Figure 3: Ground truth video frames (top row) and a lifelong learned video diffusion model’s generated video frames
(middle and bottom rows) for the Lifelong 3D Maze dataset. Given the 10 initial video frames marked by red borders,
the model produces the next 40 frames.

Lifelong 3D Maze contains 1 million 64×64 RGB video frames that depict a first-person view of an agent that navigates a 3D maze for 14 hours (if the maze feels familiar to you, it is because the maze was one of the Windows 95 screensavers). The maze is randomly generated and contains various sparsely occurring objects such as polyhedral rocks that flip the agent and smiley faces that regenerate the maze. Video diffusion models lifelong learned with experience replay generate realistic maze traversal footages that correctly handle rare events.

Lifelong PLAICraft

Figure 4: Ground truth video frames (top row) and a lifelong learned video diffusion model’s generated video frames
(middle and bottom rows) for the Lifelong PLAICraft dataset.

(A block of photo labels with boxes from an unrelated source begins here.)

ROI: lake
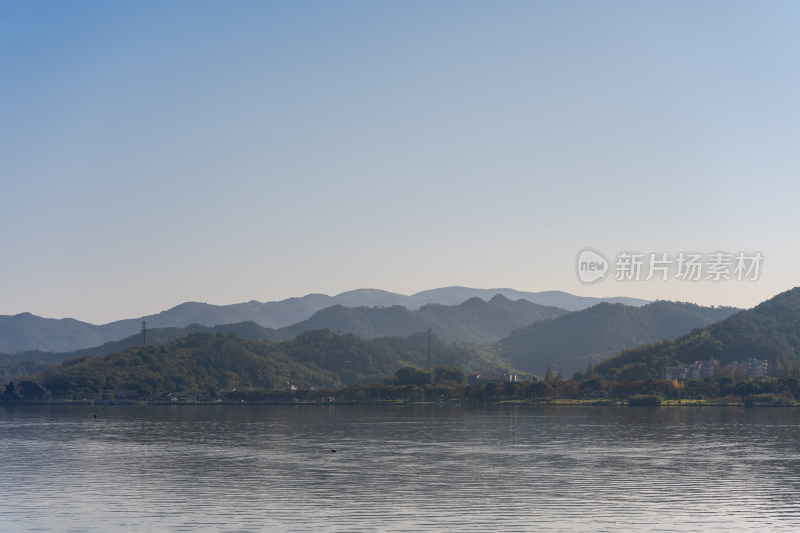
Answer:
[0,405,800,533]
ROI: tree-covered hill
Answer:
[281,295,566,343]
[595,287,800,379]
[30,331,509,399]
[0,322,292,365]
[498,301,737,375]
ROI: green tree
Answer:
[394,366,433,386]
[433,366,464,385]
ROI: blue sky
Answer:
[0,1,800,323]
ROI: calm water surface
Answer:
[0,406,800,533]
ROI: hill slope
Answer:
[596,287,800,379]
[499,301,737,376]
[0,287,646,353]
[281,295,566,343]
[32,331,508,399]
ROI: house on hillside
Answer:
[467,372,519,385]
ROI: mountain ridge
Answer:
[0,286,646,353]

Given the 10 initial video frames marked by red borders,
the model produces the next 20 frames.

Lifelong PLAICraft is the most complex of the three datasets. It contains 1.85 million 1280×768 RGB video frames that depict a first-person view of an anonymous player who plays multiplayer Minecraft survival world for 54 hours. The video stream captures continuous play sessions from the PLAICraft project and contains clips featuring various biomes, mining, crafting activities, construction, mob fighting, and player-to-player interactions. Thus, the video stream is highly nonstationary and its characteristics change over time in multiple timescales (ex. day-night cycle vs the player sporadically visiting their home). Video diffusion models lifelong learned with experience replay on the Stable Diffusion-encoded video frames successfully capture perceptual details of the Minecraft video frames, in particular details associated with objects present in every gameplay frame (ex. player name, item bar, equipped item). Interestingly, the model also captures player-like behaviors such as spontaneously opening the user inventory (Figure 1 bottom row, leftmost column) and the in-game chat interface (Figure 4 middle row, rightmost column).

Final Remarks

We are genuinely excited for the future of video model lifelong learning. Our findings show that moderate-sized video diffusion models, lifelong learned on just two days’ worth of video frames, can generate short and plausible videos of challenging environments like Minecraft. Looking ahead, we hypothesize that large video diffusion models lifelong learned on years’ worth of video frames could unlock the ability to generate long and temporally coherent videos of highly complex environments. As video modeling is a key component of many world models such as GameNGen and Oasis, these advancements could pave the way for new life-like approaches to learning, planning, and control in embodied AI agents. We are eager to see where this journey leads and invite you to check out our full paper for additional details and analysis. Thank you for reading!